The week in brief
American Airlines Cargo flew more than 200 pieces of gold and ancient artifacts to the Museo del Oro in Bogotá, Colombia.
- American Airlines Cargo completed the return of more than 200 pieces of gold and ancient artifacts from London to the Museo del Oro in Bogotá, Colombia. Working on the return leg – as with the outbound – in close collaboration with specialist art logistics company Momart, the airline shipped the items from the Beyond El Dorado exhibition at the British Museum.
- TAM Airlines is starting a new direct weekly service to World Cup host city Fortaleza, Brazil, beginning May 31, in advance of the FIFA 2014 World Cup.
- Jettainer, a provider for outsourced unit load device services, opened a new office in the Abu Dhabi Airport Business City’s Logistics Park.
- One year after the groundbreaking ceremony for Airbus’ first A320 family assembly facility, to be built in the U.S., the Mobile, Ala., Assembly Line is making progress. The main buildings are taking shape and the first employees have started their on-the-job training at Airbus Hamburg in Germany.
- Cargo traffic for LATAM Airlines Group decreased 6.6 percent in March year over year, as capacity decreased 9.2 percent. As a consequence, the cargo load factor increased 1.7 points to 61.8 percent. The decrease in cargo capacity is a result of a decreased availability in the bellies of passenger aircraft in addition to a reduced freighter operation. LATAM said the cargo traffic decrease was driven by weaker seasonal products from Latin America.

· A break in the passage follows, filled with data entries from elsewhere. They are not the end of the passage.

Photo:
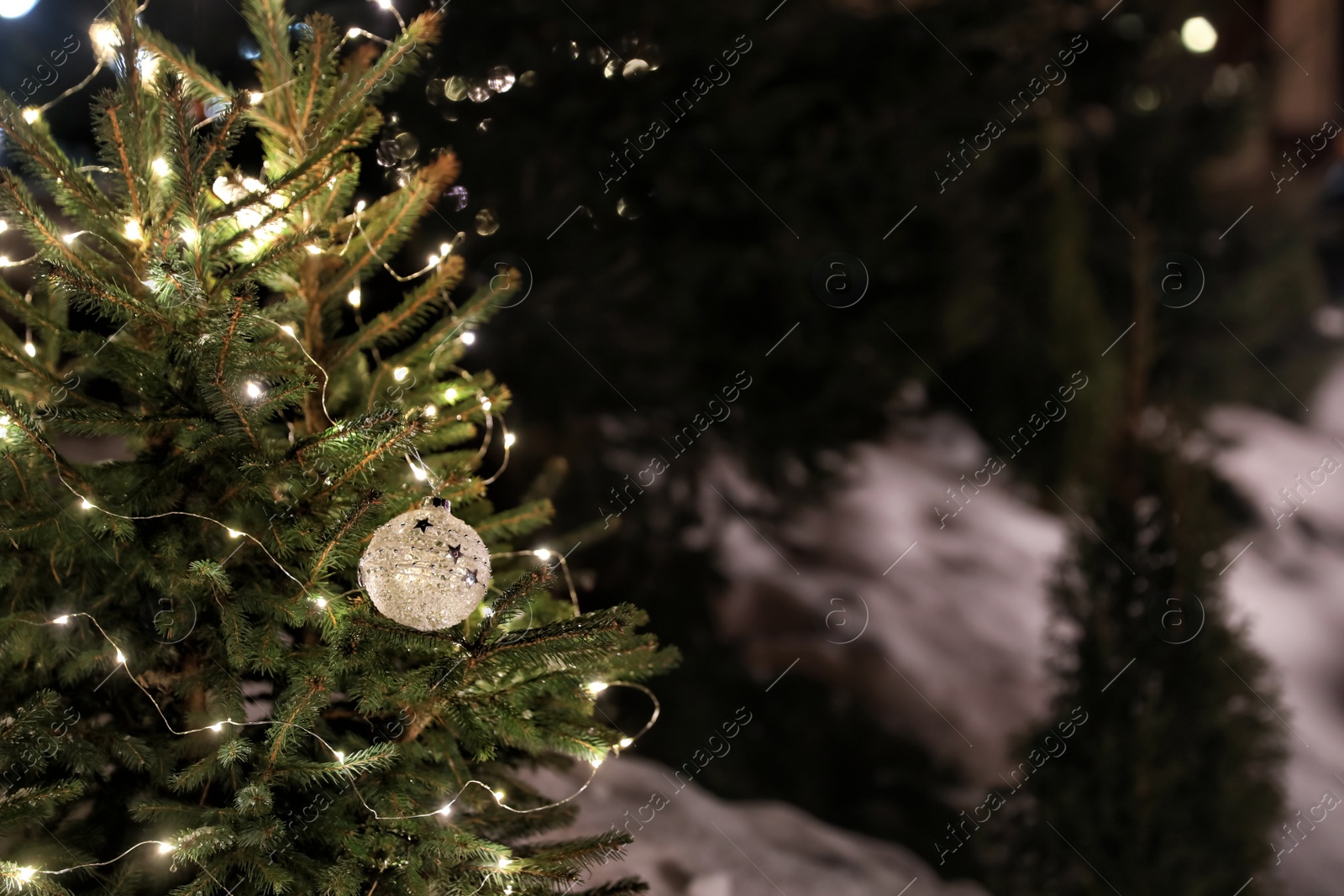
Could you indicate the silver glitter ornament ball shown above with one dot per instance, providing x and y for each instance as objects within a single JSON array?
[{"x": 427, "y": 569}]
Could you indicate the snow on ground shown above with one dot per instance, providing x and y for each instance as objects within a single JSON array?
[
  {"x": 954, "y": 637},
  {"x": 692, "y": 844},
  {"x": 958, "y": 626}
]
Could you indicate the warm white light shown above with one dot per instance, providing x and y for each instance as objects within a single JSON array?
[{"x": 1198, "y": 35}]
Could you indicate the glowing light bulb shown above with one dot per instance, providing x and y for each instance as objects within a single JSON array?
[{"x": 1198, "y": 35}]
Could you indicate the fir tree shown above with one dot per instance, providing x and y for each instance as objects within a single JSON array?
[{"x": 198, "y": 694}]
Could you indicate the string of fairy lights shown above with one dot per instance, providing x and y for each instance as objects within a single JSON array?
[{"x": 252, "y": 217}]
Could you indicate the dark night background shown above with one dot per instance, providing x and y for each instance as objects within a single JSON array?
[{"x": 652, "y": 293}]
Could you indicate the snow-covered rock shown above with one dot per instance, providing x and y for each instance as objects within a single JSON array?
[{"x": 694, "y": 844}]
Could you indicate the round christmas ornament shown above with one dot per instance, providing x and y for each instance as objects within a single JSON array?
[{"x": 427, "y": 569}]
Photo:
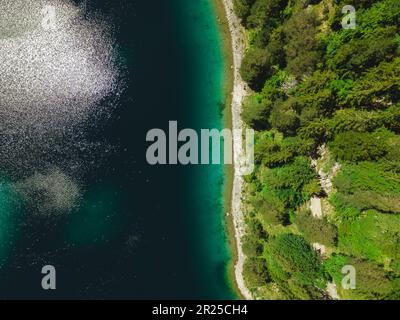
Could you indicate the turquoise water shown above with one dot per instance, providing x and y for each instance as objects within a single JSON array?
[{"x": 140, "y": 231}]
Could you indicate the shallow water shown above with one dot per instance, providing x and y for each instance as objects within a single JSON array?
[{"x": 139, "y": 231}]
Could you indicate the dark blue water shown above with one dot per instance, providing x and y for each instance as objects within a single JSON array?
[{"x": 140, "y": 231}]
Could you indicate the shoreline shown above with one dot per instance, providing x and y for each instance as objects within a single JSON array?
[{"x": 234, "y": 46}]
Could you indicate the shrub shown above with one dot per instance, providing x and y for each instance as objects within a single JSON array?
[
  {"x": 316, "y": 230},
  {"x": 256, "y": 68},
  {"x": 255, "y": 272}
]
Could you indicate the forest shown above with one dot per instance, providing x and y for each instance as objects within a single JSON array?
[{"x": 325, "y": 104}]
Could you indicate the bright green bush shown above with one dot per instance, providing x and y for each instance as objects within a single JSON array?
[{"x": 316, "y": 230}]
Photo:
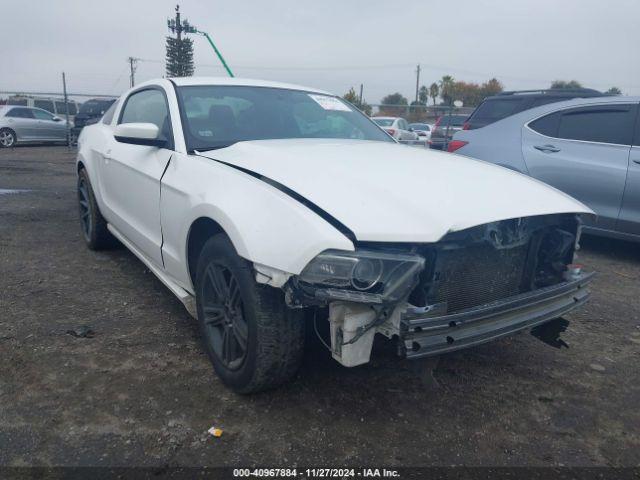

- Miami International Airport marked the arrival of its newest international carrier with InselAir Aruba’s inaugural flight from Oranjestad, Aruba. The carrier will operate four scheduled weekly round-trip flights to the Caribbean nation utilizing MD-80 aircraft and hopes to increase frequency in the near future.
- The Federal Aviation Administration (FAA) is proposing a US$547,500 (396,050 euro) civil penalty against Hawaiian Airlines for operating a Boeing 767-300 that was not in compliance with federal aviation regulations. The FAA alleges Hawaiian operated the aircraft thousands of times when it was not in compliance with a July 2000 Airworthiness Directive (AD) that required inspections of certain engine thrust reverser components. During a July 2012 inspection, the FAA discovered that some of Hawaiian’s records erroneously showed the AD did not apply to one of its Boeing 767 aircraft. The FAA alleges Hawaiian operated the aircraft more than 5,000 times between July 2004 and July 2012 when it was out of compliance with the AD.
- Global freight forwarder Damco will extend its partnership with the Shandong Kerui Holding Group Co., LTD. Since 2013, Damco has delivered oilfield products from Tianjin and Zhengzhou, China, to South America and Europe.
- Southwest Airlines Cargo was recently named the Airforwarders Association’s Domestic Carrier of the Year for the fifth year in a row. It also earned the Express Delivery & Logistics Association’s Domestic Airline of the Year. This is the 14th year in a row Southwest has won the award.
- Aer Lingus celebrated the launch of its inaugural flight from Dublin to Toronto, its fourth transatlantic route launch in recent months. The new 757 service will operate daily between Dublin and Toronto during the summer season, and up to four times weekly during the winter.
- Liege Air Cargo Handling Services (LACHS), part of the C.A.L. Group, announced that ANA Airline Management will be transferring its business from Ostend, Belgium, to Liege Airport and will use LACHS’ services for airfreight and ground handling. The transfer will go into effect May 29.